By: Diana Skelton (France)
Humanity can end the devastation caused by AIDS, tuberculosis, malaria, polluted water, failed crops and other crises linked to poverty. Jeffrey Sachs convinced the world of this a decade ago. In charge of the United Nations Millennium Development Project, he insisted to world leaders that their efforts could indeed end poverty. His 2005 New York Times bestseller, The End of Poverty—with a foreword by Bono—did the same for the general public, stressing how solvable these issues are. He has impressed me as a passionate and dynamic speaker every time I have heard him connect with college students or with heads of state.
A new book by Nina Munk, The Idealist: Jeffrey Sachs and the Quest to End Poverty, documents the failures of Sachs’ efforts to put his ideas into practice. Since 2006, Sachs’ Millennium Villages Project has tested his theories in ten African countries, with funding from George Soros. Journalist Howard French describes the results in one of these villages, in northeastern Kenya:
The original plan was for the people of Dertu to preserve their nomadic lifestyle. But the abundance of donated food and services drew people from far and wide and induced them to settle. What had originally been little more than a watering hole for camels became a sprawling shantytown, its streets clogged with garbage. The new livestock market failed. The one water pump broke down. People began to fight among themselves for distributed goods. There was drought, followed by flooding. There were epidemics. There was theft, malingering, misreporting, and more.

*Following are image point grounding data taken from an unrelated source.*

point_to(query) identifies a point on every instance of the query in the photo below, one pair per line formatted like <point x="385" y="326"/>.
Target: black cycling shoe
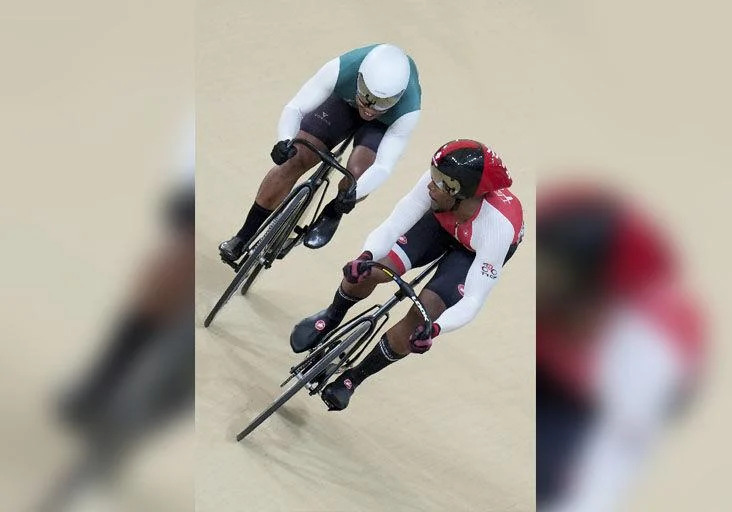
<point x="322" y="230"/>
<point x="337" y="394"/>
<point x="232" y="249"/>
<point x="311" y="331"/>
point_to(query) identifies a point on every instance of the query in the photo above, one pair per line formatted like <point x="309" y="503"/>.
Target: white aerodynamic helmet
<point x="383" y="77"/>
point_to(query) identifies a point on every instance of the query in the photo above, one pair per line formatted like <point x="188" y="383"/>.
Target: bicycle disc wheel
<point x="274" y="248"/>
<point x="359" y="330"/>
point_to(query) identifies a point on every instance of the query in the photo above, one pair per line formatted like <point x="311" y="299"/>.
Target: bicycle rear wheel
<point x="358" y="331"/>
<point x="257" y="258"/>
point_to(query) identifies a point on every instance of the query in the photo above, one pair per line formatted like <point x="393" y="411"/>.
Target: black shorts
<point x="334" y="120"/>
<point x="423" y="244"/>
<point x="562" y="422"/>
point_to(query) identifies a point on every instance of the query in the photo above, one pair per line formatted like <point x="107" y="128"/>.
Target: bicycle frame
<point x="377" y="320"/>
<point x="312" y="184"/>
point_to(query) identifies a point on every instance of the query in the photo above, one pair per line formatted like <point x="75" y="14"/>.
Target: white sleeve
<point x="639" y="375"/>
<point x="313" y="93"/>
<point x="390" y="149"/>
<point x="492" y="237"/>
<point x="406" y="213"/>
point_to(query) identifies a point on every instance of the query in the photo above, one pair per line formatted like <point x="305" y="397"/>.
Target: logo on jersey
<point x="489" y="270"/>
<point x="521" y="233"/>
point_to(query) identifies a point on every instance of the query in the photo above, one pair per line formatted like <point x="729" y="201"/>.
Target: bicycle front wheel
<point x="256" y="258"/>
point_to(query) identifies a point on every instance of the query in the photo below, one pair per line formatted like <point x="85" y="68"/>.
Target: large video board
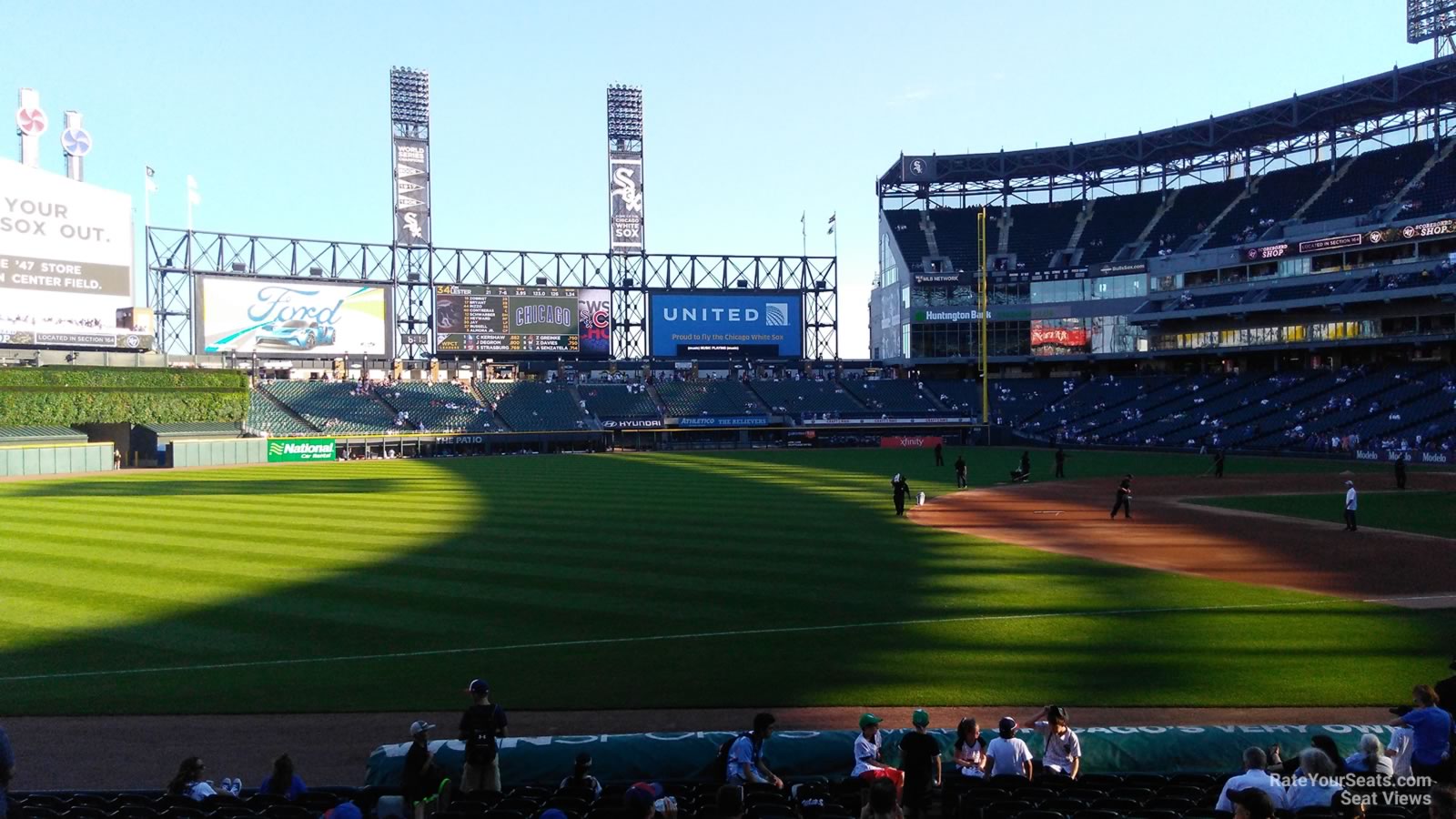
<point x="291" y="317"/>
<point x="485" y="318"/>
<point x="750" y="324"/>
<point x="65" y="263"/>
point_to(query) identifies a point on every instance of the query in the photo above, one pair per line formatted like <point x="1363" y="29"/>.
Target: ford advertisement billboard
<point x="710" y="325"/>
<point x="290" y="317"/>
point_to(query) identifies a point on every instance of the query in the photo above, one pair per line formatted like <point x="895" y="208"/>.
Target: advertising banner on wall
<point x="300" y="450"/>
<point x="281" y="317"/>
<point x="625" y="200"/>
<point x="65" y="263"/>
<point x="411" y="191"/>
<point x="757" y="324"/>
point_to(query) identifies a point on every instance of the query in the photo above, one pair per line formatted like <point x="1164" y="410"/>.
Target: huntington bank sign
<point x="300" y="450"/>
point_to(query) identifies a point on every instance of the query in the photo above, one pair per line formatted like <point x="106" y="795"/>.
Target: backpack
<point x="480" y="745"/>
<point x="721" y="761"/>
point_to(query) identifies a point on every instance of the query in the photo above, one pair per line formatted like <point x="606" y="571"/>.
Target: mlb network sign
<point x="300" y="450"/>
<point x="768" y="324"/>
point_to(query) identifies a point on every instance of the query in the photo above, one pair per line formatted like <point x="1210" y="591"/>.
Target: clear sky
<point x="756" y="111"/>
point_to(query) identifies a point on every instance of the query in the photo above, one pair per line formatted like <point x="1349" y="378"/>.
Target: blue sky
<point x="756" y="111"/>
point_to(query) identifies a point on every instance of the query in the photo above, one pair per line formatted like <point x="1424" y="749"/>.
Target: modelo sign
<point x="759" y="324"/>
<point x="910" y="442"/>
<point x="286" y="450"/>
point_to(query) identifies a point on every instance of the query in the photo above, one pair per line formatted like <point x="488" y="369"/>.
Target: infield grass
<point x="1424" y="513"/>
<point x="750" y="579"/>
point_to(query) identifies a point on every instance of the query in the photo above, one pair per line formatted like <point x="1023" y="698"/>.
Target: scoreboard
<point x="487" y="318"/>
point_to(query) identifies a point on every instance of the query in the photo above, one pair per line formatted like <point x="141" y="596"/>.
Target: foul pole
<point x="986" y="390"/>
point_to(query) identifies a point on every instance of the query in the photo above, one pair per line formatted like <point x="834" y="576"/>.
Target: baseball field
<point x="662" y="581"/>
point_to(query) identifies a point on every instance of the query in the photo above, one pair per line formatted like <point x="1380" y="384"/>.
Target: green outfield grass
<point x="632" y="581"/>
<point x="1424" y="513"/>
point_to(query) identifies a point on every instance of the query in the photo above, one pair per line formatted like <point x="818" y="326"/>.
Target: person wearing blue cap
<point x="480" y="724"/>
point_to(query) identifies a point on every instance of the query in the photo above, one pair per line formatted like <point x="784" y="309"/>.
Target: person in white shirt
<point x="746" y="755"/>
<point x="1369" y="758"/>
<point x="1062" y="751"/>
<point x="1254" y="775"/>
<point x="968" y="751"/>
<point x="1317" y="783"/>
<point x="868" y="763"/>
<point x="1009" y="756"/>
<point x="1351" y="504"/>
<point x="1402" y="741"/>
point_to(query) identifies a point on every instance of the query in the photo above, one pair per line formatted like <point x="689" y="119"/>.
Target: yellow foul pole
<point x="986" y="401"/>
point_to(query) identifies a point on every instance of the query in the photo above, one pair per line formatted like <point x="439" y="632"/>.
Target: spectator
<point x="1063" y="749"/>
<point x="581" y="775"/>
<point x="1369" y="758"/>
<point x="1008" y="755"/>
<point x="1317" y="783"/>
<point x="868" y="756"/>
<point x="1402" y="741"/>
<point x="1431" y="733"/>
<point x="480" y="727"/>
<point x="6" y="770"/>
<point x="189" y="782"/>
<point x="1252" y="804"/>
<point x="746" y="761"/>
<point x="644" y="800"/>
<point x="283" y="782"/>
<point x="883" y="804"/>
<point x="421" y="775"/>
<point x="1254" y="777"/>
<point x="921" y="763"/>
<point x="968" y="751"/>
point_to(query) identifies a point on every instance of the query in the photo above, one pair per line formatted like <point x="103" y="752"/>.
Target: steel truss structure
<point x="175" y="258"/>
<point x="1394" y="106"/>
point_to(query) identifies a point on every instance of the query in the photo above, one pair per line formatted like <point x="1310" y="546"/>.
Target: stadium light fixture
<point x="623" y="113"/>
<point x="410" y="96"/>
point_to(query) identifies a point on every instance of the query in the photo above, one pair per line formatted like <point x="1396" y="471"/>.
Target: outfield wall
<point x="689" y="755"/>
<point x="56" y="460"/>
<point x="217" y="452"/>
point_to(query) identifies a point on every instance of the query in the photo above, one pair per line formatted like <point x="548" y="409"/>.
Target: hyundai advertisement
<point x="290" y="317"/>
<point x="761" y="324"/>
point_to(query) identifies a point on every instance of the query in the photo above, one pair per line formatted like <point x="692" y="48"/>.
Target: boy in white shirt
<point x="1008" y="753"/>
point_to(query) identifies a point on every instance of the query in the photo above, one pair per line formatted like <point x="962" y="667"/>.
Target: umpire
<point x="1125" y="497"/>
<point x="902" y="490"/>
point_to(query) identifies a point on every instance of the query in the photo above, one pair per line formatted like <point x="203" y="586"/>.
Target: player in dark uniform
<point x="902" y="490"/>
<point x="1125" y="497"/>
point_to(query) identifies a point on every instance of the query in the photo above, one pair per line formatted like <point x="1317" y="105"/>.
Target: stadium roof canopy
<point x="1421" y="86"/>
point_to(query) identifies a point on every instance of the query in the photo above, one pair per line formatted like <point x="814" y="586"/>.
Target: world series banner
<point x="625" y="201"/>
<point x="411" y="191"/>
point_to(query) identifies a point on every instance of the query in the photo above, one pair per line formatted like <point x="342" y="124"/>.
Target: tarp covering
<point x="689" y="756"/>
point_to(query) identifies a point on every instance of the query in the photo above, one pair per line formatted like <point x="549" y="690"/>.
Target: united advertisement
<point x="290" y="317"/>
<point x="759" y="324"/>
<point x="65" y="263"/>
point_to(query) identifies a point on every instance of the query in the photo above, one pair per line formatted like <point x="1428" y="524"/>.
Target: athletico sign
<point x="300" y="450"/>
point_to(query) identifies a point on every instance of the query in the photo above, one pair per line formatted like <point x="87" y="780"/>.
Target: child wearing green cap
<point x="921" y="761"/>
<point x="868" y="763"/>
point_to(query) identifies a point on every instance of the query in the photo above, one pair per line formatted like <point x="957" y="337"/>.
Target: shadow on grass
<point x="652" y="581"/>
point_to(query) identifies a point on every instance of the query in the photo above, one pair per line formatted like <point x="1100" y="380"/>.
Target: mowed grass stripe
<point x="509" y="551"/>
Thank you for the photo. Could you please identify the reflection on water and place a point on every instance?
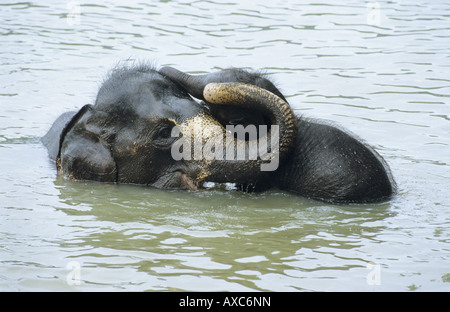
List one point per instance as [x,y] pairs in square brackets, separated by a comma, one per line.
[238,237]
[380,69]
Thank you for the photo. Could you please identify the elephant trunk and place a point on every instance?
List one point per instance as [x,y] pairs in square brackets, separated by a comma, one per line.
[262,153]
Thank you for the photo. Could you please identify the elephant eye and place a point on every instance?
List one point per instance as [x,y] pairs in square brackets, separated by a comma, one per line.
[164,133]
[162,137]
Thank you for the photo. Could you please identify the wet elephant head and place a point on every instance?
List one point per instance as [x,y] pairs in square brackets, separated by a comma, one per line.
[141,115]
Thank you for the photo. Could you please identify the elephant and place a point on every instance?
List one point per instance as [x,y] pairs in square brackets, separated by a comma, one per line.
[143,117]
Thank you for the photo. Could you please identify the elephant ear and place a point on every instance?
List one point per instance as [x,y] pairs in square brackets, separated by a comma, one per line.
[84,153]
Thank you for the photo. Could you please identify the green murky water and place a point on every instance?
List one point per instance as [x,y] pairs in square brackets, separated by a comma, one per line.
[380,69]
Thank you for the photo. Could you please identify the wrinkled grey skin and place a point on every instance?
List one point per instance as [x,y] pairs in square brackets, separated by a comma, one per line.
[125,138]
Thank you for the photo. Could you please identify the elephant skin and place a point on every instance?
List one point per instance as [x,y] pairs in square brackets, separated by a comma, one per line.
[126,137]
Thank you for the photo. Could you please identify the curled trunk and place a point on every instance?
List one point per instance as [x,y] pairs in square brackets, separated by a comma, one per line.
[262,153]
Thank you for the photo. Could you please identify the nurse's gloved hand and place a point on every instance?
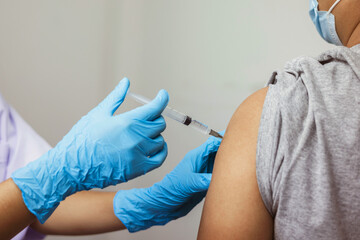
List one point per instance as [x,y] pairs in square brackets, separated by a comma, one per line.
[100,150]
[176,195]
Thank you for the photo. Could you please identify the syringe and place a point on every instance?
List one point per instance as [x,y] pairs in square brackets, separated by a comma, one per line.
[178,116]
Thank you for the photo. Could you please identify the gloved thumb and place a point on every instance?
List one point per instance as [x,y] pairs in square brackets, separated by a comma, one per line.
[111,103]
[198,182]
[152,110]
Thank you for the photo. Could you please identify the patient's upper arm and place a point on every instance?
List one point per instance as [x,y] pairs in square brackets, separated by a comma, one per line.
[233,207]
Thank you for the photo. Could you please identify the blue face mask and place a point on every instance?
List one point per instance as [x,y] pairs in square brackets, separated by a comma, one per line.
[325,22]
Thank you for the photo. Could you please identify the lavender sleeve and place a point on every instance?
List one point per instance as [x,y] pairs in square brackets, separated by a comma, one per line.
[19,145]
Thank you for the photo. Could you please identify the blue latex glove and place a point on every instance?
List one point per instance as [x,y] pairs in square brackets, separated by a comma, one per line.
[100,150]
[176,195]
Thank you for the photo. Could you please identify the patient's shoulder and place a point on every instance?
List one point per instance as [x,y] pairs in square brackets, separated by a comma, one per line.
[234,194]
[243,127]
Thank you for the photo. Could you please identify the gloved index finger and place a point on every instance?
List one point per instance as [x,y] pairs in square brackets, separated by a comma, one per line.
[152,110]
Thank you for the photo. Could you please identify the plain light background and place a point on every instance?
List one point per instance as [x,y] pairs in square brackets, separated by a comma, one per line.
[58,59]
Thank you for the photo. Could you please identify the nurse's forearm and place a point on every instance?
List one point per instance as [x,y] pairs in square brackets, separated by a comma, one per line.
[14,215]
[83,213]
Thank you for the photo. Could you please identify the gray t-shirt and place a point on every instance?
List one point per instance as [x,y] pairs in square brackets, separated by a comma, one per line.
[308,151]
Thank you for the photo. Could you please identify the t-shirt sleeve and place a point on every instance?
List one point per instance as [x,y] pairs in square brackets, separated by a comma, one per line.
[283,112]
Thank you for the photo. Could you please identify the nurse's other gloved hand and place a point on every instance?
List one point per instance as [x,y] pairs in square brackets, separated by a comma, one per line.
[100,150]
[173,197]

What strikes me most about this is the similarity to the situation in France in 1954. The lingering ravages of World War II were compounded by one of the coldest winters on record, putting the homeless and the ill-housed at great risk. A well-known priest, Abbé Pierre, made a radio appeal for 5000 blankets, and hundreds of tents and stoves. The massive donations he received made it possible for him to found Emmaüs, a non-profit group that aids the homeless. However—like Jeffrey Sachs—Abbé Pierre had directed his appeal to donors without anticipating its effect of his words on people living in extreme poverty. All across the country, individuals and families whose lives were so hard that they had nothing to lose acted on his appeal by moving to the outskirts of Paris where Emmaüs was founded. Suddenly the region was flooded with far more homeless people than before. All around the capital, shantytowns sprang up where thousands of families were crowded into wartime Quonset huts made of sheet metal with no insulation. A single outdoor water pump often had to serve as many as 60 families. The streets were a sea of mud.
Sachs once said, “We need to defend the interests of those whom we’ve never met and never will.” But never meeting the people being “defended” by others is the source of the problem. In 1950s France, Joseph Wresinski lived in one of the new shantytowns, and it was together with the other residents that he founded All Together in Dignity/ATD Fourth World. Over the years, the intelligence of these and other people living in extreme poverty has continually shaped ATD Fourth World’s approach to fighting poverty.
But what will happen now to the enthusiasm for ending poverty fired by Sachs? In the 1960s, the US “War on Poverty” inspired thousands of talented and energetic young people to get involved in low-income inner cities and remote rural communities—but their enthusiasm flagged when it turned out that there was no quick fix, and when the government turned instead to the war in Vietnam. Today, will people and governments disappointed by Sachs’ Millennium Villages resign themselves to thinking that “the poor will always be with us”? How can this become an opportunity for all of us to learn something about how valuable it is for people living in poverty to be part of every stage of planning and evaluating our efforts to put an end to poverty?